📊 Bolivia's Gold Presence
Bolivia is now LatAm's 5th-largest gold producer, poised to surpass Colombia by 2025.
Is Bolivia too reliant on gold? We explore its export economy as the country is poised to surpass Colombia in production.
The Spanish Empire may have hoped to reach Asia when they landed on the shores of the Americas in the late fifteenth century, but they stayed upon realizing that this “new” land they had discovered was packed to the brim with natural resources.
And none of these resources excited them quite as much as gold.
The hunt for cheap sources of precious metals like gold (and its less shiny cousin, silver) was a major driver in the Spanish colonization of the Americas. So-called treasure fleets carrying gold back to Spain departed from Cartagena, Panama, and Veracruz and were the preferred targets of British pirates hoping to make a fortune while infuriating the Crown of Castille.
Which brings us to today. Gold remains a key commodity coming out of the region, a more or less consistent export as of late in a region which has seen huge fluctuations in the prices of other things like soy and petroleum.
Today the colonial-era mining heavyweights continue to dominate, with Peru and Mexico each producing over 120 tonnes per year. For reference, this figure puts them in the top 10 producers worldwide.
However, it’s Bolivia by which we’re most impressed. In the last ten years, the Andean country has leapfrogged over its neighbors and competitors such as the Dominican Republic to become the 5th-largest producer of gold in Latin America. Based off current trajectory, it’s expected to surpass Colombia by 2025, particularly as the latter country intends to turn away from an extraction-based economy.
Given Bolivia’s heavy government intervention in the mining sector under former President Evo Morales, the state coffers have benefitted from growing production. Indeed, the country’s gross domestic product (GDP) has grown at between 2-6% annually over the last decade, and its vast deposits of not only gold but also zinc, tin, and lithium make it a major player in the metals trade.
Today gold is the country’s most profitable good, representing just shy of a quarter of all exports.

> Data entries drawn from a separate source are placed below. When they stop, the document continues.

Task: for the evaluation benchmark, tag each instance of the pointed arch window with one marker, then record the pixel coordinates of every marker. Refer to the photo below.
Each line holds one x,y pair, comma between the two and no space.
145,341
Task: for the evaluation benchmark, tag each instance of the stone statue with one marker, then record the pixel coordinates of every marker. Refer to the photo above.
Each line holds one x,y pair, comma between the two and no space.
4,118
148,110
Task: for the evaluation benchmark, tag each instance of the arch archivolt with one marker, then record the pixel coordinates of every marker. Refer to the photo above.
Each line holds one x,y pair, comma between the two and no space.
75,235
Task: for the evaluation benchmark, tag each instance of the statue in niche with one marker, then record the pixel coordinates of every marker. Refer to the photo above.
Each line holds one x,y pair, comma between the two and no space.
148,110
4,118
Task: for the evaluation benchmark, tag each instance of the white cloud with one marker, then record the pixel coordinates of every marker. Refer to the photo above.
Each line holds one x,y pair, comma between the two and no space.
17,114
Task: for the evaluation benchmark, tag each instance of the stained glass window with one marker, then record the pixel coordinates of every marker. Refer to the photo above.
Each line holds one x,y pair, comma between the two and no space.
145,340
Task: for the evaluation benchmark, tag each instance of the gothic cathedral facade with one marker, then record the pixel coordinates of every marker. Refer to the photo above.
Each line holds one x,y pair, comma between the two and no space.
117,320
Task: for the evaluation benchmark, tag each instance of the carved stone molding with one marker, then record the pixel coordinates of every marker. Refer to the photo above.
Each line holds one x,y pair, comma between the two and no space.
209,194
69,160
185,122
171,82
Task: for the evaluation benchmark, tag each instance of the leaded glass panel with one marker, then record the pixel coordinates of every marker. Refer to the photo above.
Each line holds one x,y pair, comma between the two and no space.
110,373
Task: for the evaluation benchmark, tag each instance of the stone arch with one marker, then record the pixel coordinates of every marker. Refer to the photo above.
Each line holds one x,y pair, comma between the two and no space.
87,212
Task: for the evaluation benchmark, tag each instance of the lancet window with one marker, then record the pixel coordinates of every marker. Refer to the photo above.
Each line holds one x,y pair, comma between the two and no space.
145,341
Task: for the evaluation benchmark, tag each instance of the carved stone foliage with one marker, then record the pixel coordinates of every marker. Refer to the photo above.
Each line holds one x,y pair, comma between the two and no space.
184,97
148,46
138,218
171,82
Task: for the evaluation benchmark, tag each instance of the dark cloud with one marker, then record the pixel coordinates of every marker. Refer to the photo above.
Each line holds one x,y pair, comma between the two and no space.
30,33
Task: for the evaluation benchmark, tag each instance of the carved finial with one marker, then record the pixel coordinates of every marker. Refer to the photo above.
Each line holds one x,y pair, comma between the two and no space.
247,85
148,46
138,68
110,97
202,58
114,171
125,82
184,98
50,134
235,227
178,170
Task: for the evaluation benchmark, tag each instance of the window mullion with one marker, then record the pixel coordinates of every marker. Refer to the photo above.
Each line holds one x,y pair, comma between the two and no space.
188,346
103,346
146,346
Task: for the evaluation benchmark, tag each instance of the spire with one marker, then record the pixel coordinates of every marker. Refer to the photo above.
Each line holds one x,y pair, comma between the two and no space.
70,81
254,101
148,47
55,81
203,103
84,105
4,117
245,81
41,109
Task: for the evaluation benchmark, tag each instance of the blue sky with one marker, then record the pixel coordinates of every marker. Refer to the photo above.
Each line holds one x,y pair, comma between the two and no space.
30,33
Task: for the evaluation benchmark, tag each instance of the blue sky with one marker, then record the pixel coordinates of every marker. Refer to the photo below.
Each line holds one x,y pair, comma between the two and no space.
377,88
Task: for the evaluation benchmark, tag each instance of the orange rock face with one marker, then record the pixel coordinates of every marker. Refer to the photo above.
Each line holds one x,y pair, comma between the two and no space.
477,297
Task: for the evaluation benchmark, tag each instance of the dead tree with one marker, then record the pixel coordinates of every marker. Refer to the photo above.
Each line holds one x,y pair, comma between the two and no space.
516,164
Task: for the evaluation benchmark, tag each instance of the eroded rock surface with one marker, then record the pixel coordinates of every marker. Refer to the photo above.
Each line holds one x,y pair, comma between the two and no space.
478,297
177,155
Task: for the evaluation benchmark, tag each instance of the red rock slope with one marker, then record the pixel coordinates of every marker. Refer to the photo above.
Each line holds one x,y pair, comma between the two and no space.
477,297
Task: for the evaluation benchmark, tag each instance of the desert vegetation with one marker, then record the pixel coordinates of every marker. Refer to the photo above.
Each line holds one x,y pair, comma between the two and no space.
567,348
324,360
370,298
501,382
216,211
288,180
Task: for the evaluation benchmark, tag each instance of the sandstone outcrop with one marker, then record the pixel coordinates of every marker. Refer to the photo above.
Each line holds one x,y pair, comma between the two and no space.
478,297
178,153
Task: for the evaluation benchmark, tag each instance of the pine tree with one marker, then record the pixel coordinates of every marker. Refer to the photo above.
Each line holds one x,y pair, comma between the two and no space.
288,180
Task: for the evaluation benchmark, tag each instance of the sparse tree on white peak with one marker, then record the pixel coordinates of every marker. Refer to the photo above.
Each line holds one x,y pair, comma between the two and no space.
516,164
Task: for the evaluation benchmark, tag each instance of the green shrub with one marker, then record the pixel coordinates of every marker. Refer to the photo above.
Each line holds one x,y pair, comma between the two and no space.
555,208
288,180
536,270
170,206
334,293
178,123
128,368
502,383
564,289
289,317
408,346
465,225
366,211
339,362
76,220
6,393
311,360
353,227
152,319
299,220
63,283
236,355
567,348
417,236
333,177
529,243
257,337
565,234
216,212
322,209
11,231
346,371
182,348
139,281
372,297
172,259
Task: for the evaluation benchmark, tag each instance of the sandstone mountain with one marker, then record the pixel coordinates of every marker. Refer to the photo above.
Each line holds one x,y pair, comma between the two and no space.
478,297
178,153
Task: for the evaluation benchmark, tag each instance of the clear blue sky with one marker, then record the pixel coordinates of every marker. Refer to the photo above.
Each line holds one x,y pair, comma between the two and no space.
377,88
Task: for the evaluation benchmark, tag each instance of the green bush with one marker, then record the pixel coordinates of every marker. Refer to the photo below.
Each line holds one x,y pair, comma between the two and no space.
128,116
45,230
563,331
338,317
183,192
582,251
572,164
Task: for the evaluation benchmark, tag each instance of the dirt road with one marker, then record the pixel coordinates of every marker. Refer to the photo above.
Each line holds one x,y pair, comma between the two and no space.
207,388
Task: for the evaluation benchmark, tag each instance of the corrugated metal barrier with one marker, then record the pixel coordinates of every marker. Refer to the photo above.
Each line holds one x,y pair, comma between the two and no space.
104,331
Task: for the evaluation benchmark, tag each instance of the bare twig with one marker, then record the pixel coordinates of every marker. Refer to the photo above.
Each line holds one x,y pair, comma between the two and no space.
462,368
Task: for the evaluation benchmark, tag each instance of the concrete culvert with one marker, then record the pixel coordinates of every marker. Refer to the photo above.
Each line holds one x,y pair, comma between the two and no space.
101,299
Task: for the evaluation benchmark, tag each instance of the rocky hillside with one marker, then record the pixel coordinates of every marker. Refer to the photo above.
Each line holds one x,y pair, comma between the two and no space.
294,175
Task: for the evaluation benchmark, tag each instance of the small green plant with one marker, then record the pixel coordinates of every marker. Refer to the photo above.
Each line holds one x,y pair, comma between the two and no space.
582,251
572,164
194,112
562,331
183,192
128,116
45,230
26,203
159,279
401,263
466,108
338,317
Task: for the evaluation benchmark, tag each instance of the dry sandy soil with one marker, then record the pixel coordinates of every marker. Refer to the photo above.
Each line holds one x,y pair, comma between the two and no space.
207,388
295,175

If this seems high, though, it’s actually below the roughly 85% share seen by contraband gold in the late 1980s. Bolivia is nearly unique among its Mercosur partners for being so mining-reliant, with over 135K workers employed in the sector.
And this is just the latest chapter in Bolivia’s mining love affair. Consider the case of the city of Potosí, near the Cerro Rico. For centuries, this was the richest city in Spanish America owing to its massive silver deposits, which powered the transatlantic economy and reached all the way to China.
Five centuries after the Crown of Castille arrived in the New World, Bolivia remains a clear mining heavyweight. Five centuries from now, we can only hope all that mineral wealth has landed in the hands of the people who dug it out of the earth.